Researchers at Tohoku University have discovered that mellow supermassive black holes play a significant role in the origin of high-energy cosmic particles.
The Universe is full of energetic particles, including x-rays, gamma rays and neutrinos. However, currently, the origins of most of these high-energy cosmic particles are unknown and unexplained.
Now, an international team of researchers at Tohoku University has theorised a scenario that is capable of explaining these mysterious origins, suggesting that black holes with low activity behave as massive high-energy cosmic particle factories.
The team’s research findings have been published in the journal Nature Communications.
High-energy cosmic particle factories
Gamma rays are high-energy photons that are many orders of magnitude more energetic than visible light, and in fact, space satellites have perceived cosmic gamma rays with energies of megaelectron to gigaelectron volts.
Neutrinos are subatomic particles with a mass of nearly zero that seldom intermingle with ordinary matter.
Both gamma rays and neutrinos should be generated by strong cosmic-ray accelerators or surrounding environments in the Universe. However, their origins are currently a mystery. It is broadly understood that active supermassive black holes (so-called active galactic nuclei), particularly those with powerful jets, are the most encouraging emitters of high-energy gamma rays and neutrinos. However, the latest research has shown that they do not explain the observed gamma rays and neutrinos, indicating that other source classes are necessary.
This novel model highlights that not only active black holes but also non-active, ‘mellow’ black holes play a significant role in the production of high-energy cosmic particles, playing the role of gamma-ray and neutrino factories.
Mellow supermassive black holes
The generally accepted hypothesis is that all galaxies comprise supermassive black holes at their centres.
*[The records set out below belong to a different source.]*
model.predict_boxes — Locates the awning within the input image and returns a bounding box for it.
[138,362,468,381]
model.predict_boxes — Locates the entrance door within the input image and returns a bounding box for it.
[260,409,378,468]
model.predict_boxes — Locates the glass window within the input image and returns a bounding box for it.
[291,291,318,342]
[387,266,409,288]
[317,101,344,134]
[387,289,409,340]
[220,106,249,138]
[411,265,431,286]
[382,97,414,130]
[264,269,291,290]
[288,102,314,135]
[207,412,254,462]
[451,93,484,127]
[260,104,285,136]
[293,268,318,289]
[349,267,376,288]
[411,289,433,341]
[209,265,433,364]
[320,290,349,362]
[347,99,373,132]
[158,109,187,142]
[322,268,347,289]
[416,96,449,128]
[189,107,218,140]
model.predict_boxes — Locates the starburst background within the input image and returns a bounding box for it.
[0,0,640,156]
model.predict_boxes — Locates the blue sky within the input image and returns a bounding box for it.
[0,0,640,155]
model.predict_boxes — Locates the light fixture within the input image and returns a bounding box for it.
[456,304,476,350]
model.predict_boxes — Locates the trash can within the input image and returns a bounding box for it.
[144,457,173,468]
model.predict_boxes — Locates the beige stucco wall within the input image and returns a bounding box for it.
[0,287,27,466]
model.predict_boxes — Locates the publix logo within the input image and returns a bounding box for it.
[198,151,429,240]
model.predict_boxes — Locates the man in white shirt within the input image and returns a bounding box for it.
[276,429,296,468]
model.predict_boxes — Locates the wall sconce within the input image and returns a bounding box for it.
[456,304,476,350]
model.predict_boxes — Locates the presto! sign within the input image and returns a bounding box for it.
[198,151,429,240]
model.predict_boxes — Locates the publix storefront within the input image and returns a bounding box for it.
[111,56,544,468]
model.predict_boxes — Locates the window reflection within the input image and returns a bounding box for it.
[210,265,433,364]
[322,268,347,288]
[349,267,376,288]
When matter falls into a black hole, a massive amount of gravitational energy is released. This phenomena heats the gas, establishing high-temperature plasma. The temperature is capable of reaching temperatures as high as tens of billions of degrees Celsius for low-accreting black holes because of inefficient cooling, and the plasma can produce gamma rays in the megaelectron volt range.
As individual objects, these mellow black holes are dim, but they are numerous in the Universe. The group at Tohoku discovered that the subsequent gamma rays from low-accreting supermassive black holes could significantly add to the detected gamma rays in the megaelectron volt range.
In the plasma, it is possible to accelerate the energies of protons to roughly 10,000 times higher than those attained by the Large Hadron Collider (LHC), which is the largest human-made particle accelerator.
The sped-up protons generate high-energy neutrinos via exchanges with matter and radiation, which can account for the higher-energy part of the cosmic neutrino data. This image can be applied to active black holes as indicated by previous research. The supermassive black holes including both active and non-active galactic nuclei can explain a large fraction of the observed IceCube neutrinos in a wide energy range.
Going forward, multi-messenger observational programmes are vital to efforts to distinguish the origin of cosmic high-energy particles. The currently theorised scenario forecasts that gamma-ray counterparts in the megaelectron volt range to the neutrino sources. Most of the active gamma-ray detectors are not tuned to detect them; but future gamma-ray experiments, together with next-generation neutrino experiments, will be able to detect the multi-messenger signals.